Section 4.6 Implementing Kruskal's Algorithm: The Union-Find Data Structure

Kruskal's Algorithm requires a way to rapidly identify the connected components to which two nodes on either end of an edge belong. This requirement is met by a data structure called the Union-Find Data Structure. This data structure supports three operations: MakeUnionFind(S) which returns a Union-Find data structure on the set S where each element is in its own set, Find(u) which returns the name of the set containing node u, and Union(A, B) which merges sets A and B into a single set.

The chapter discusses two different implementations for the Union-Find data structure, but the first is largely introduced as a comparative tool for the operation of the second so I will omit it in these notes since many components are similar.
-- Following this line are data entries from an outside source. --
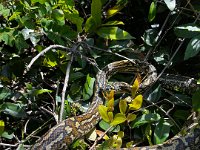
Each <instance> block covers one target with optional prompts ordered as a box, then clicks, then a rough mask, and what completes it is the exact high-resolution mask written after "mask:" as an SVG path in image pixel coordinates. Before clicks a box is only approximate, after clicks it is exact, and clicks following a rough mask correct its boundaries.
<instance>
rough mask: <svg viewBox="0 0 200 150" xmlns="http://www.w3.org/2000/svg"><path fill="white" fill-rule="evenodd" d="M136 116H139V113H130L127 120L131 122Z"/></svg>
mask: <svg viewBox="0 0 200 150" xmlns="http://www.w3.org/2000/svg"><path fill="white" fill-rule="evenodd" d="M136 117H137V115H135V114H131V113H128V115H127V121H128V122H131V121H133V120H135V119H136Z"/></svg>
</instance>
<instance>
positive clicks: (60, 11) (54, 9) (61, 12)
mask: <svg viewBox="0 0 200 150" xmlns="http://www.w3.org/2000/svg"><path fill="white" fill-rule="evenodd" d="M52 17H53V18H54V19H55V20H56V21H57V23H58V25H61V26H62V25H64V24H65V17H64V12H63V11H62V10H61V9H54V10H53V12H52Z"/></svg>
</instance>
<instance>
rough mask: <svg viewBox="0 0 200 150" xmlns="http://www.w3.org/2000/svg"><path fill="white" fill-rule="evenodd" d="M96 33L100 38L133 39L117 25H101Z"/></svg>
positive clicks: (113, 38) (120, 39) (119, 39)
mask: <svg viewBox="0 0 200 150" xmlns="http://www.w3.org/2000/svg"><path fill="white" fill-rule="evenodd" d="M97 34H98V35H99V36H100V37H102V38H105V39H111V40H127V39H134V38H133V37H132V36H131V35H130V34H129V33H128V32H126V31H124V30H122V29H120V28H118V27H101V28H99V29H98V30H97Z"/></svg>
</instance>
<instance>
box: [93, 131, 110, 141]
mask: <svg viewBox="0 0 200 150" xmlns="http://www.w3.org/2000/svg"><path fill="white" fill-rule="evenodd" d="M96 133H97V135H98V136H102V135H103V134H104V133H105V132H103V131H101V130H96ZM103 139H104V140H108V139H109V137H108V135H107V134H105V135H104V136H103Z"/></svg>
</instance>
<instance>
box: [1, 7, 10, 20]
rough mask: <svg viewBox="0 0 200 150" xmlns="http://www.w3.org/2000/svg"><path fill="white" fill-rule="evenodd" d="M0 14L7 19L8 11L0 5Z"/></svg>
mask: <svg viewBox="0 0 200 150" xmlns="http://www.w3.org/2000/svg"><path fill="white" fill-rule="evenodd" d="M0 14H1V15H3V17H4V18H7V17H8V16H9V15H10V9H7V8H5V7H4V6H3V5H2V4H0Z"/></svg>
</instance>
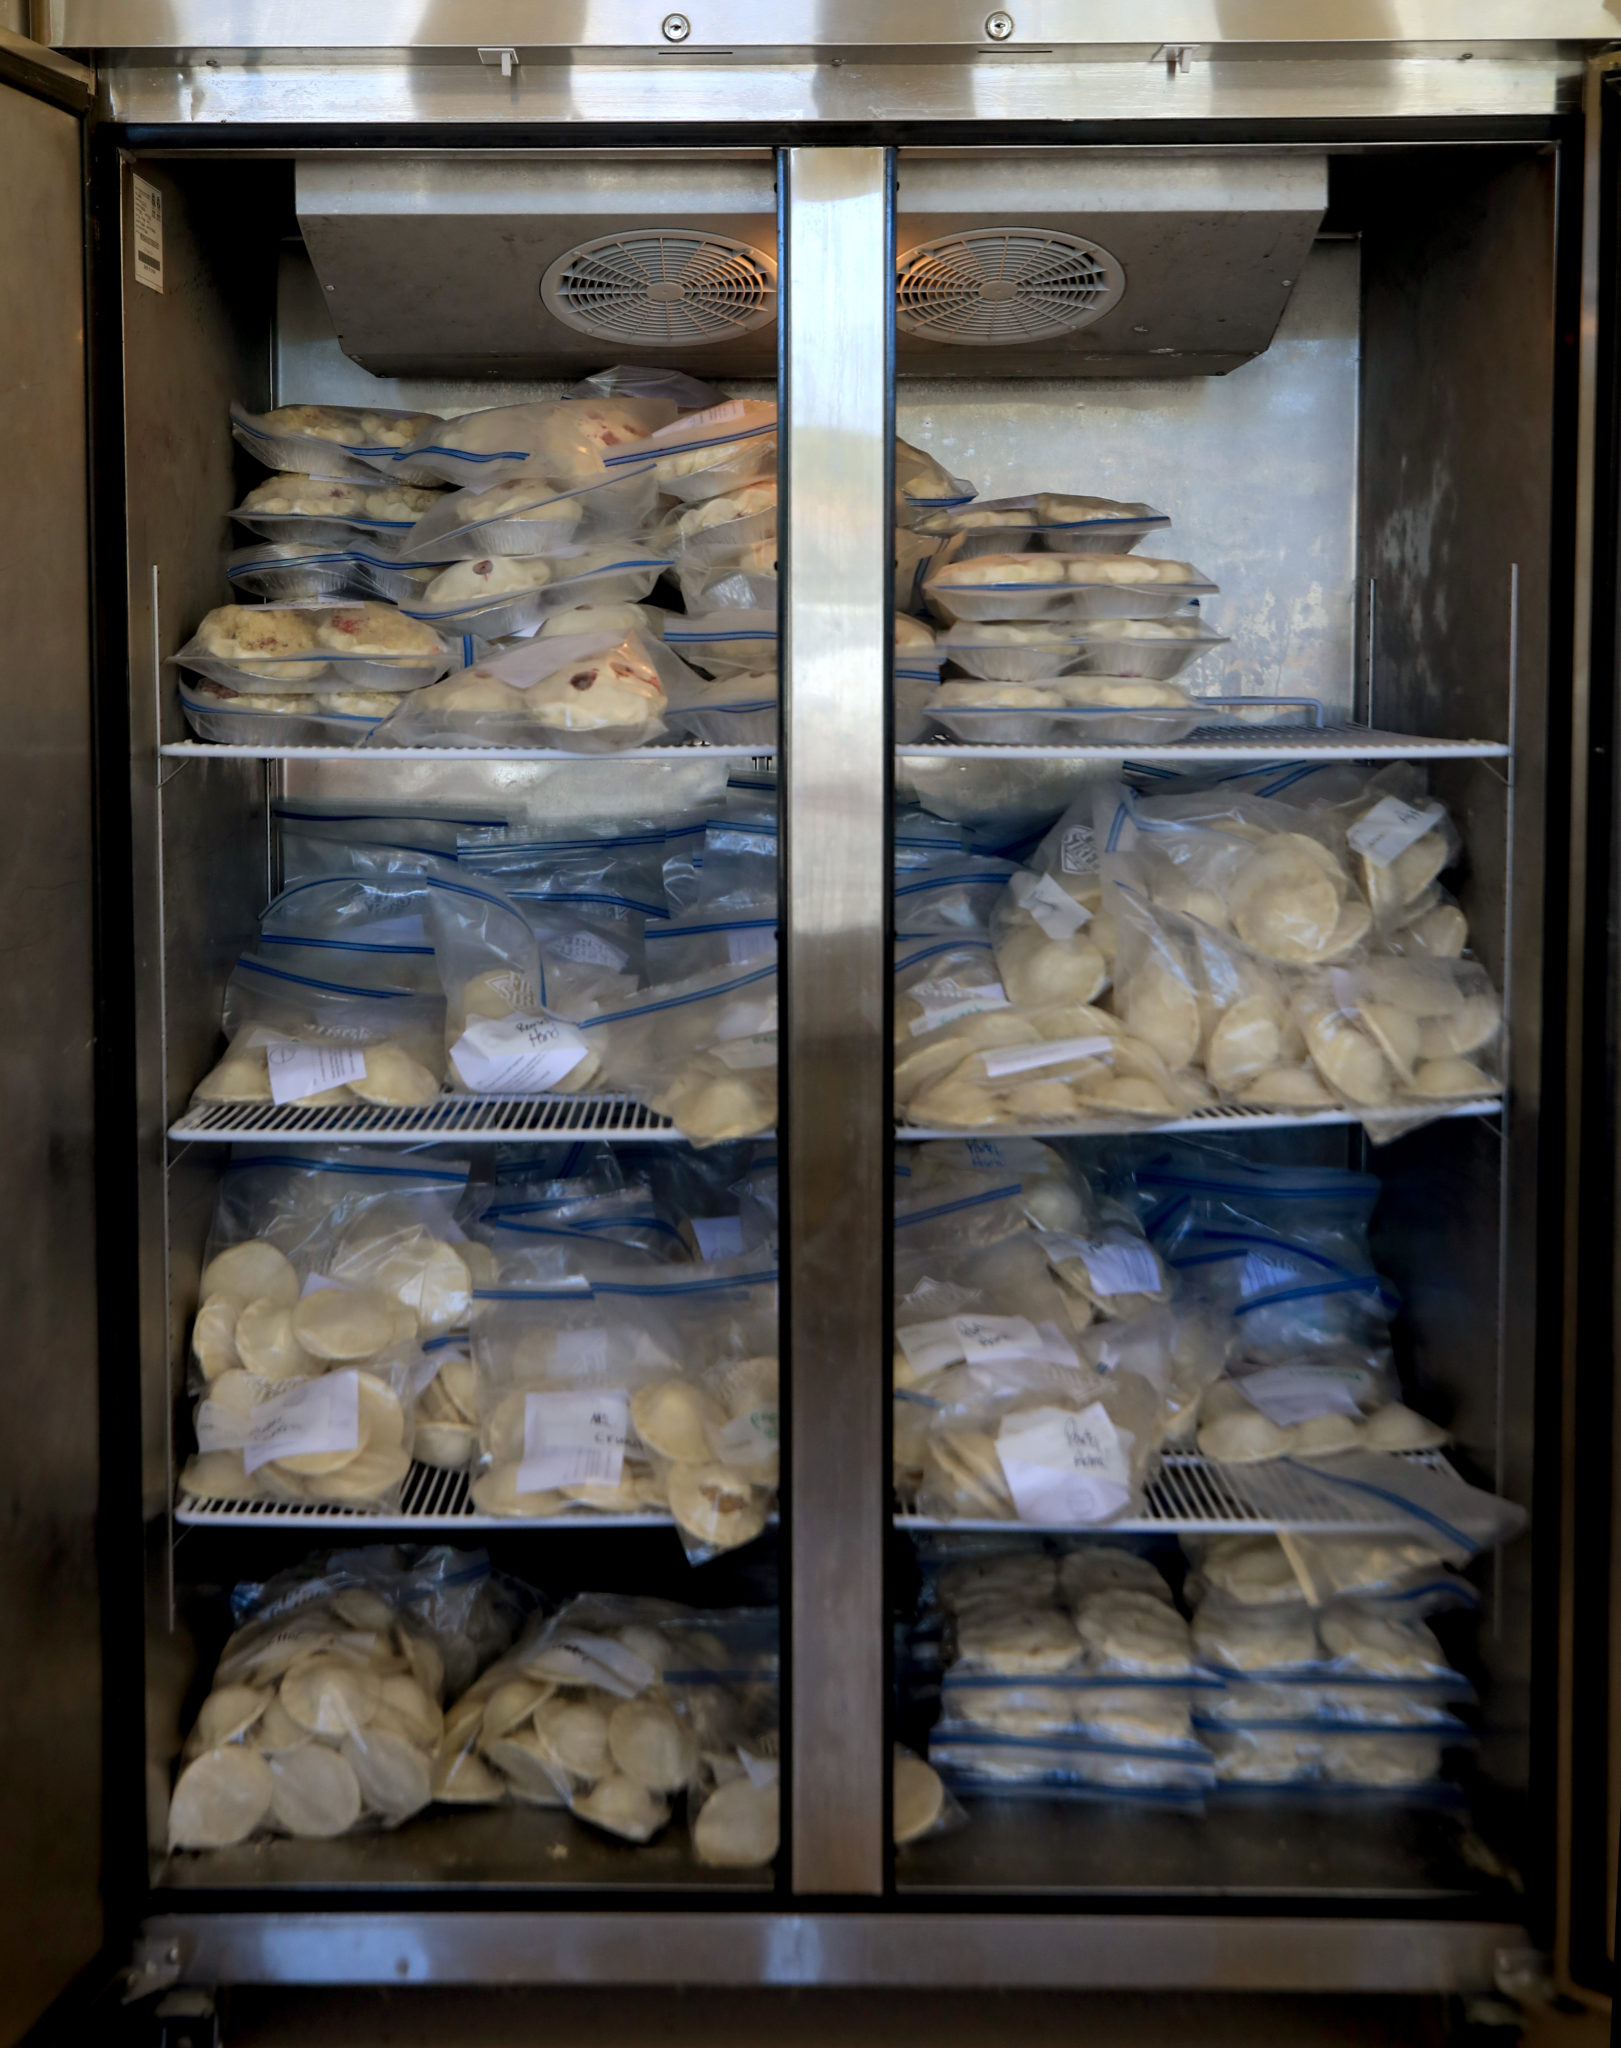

The Union-Find data structure favored in the section makes use of pointers. Initially, the MakeUnionFind(S) operation makes a record for each element in the set and sets each elements pointer to point to the element itself. When two disjoint sets are united, the pointer of one of them will be reset to point to the other node, which now is the name of the set. The rest of the pointers in the joined sets do not need to be reset. This means that now to find the name of the set which contains a node u, pointers must be followed until there are no more remaining, at which point we have reached the eponymous node of the set. For this implementation, Union will require constant time since it is merely updating a pointer, MakeUnionFind(S) will require linear time on the nodes of the set and Find will require O(log n) time. There is a way to improve the running time of the Find function, however. This process is called compression of the path traversed by a call of the Find function and it works by resetting all the pointers along that does not change the O(log n) worst-case running time. The real gain comes from subsequent calls of Find along that path, since they now run in O(k) time!

To implement Kruskal's algorithm using a Union-Find data structure, the edges must first be sorted which takes O(m log n) time. Then, the ends of each edge are checked for their connected component using a Find call for each. If they are not in the same connected component then the connected components are united with a Union call on the Finds for each node. There will be at most 2 Find calls for each edge and n-1 Union calls and using either the array-based Union-Find or the pointer-based implementation of the data structure will yield a O(m log n) running time.

I didn't find this chapter to be too dense and the diagrams filled in the gaps fairly well so I would give it a reasonably high readability.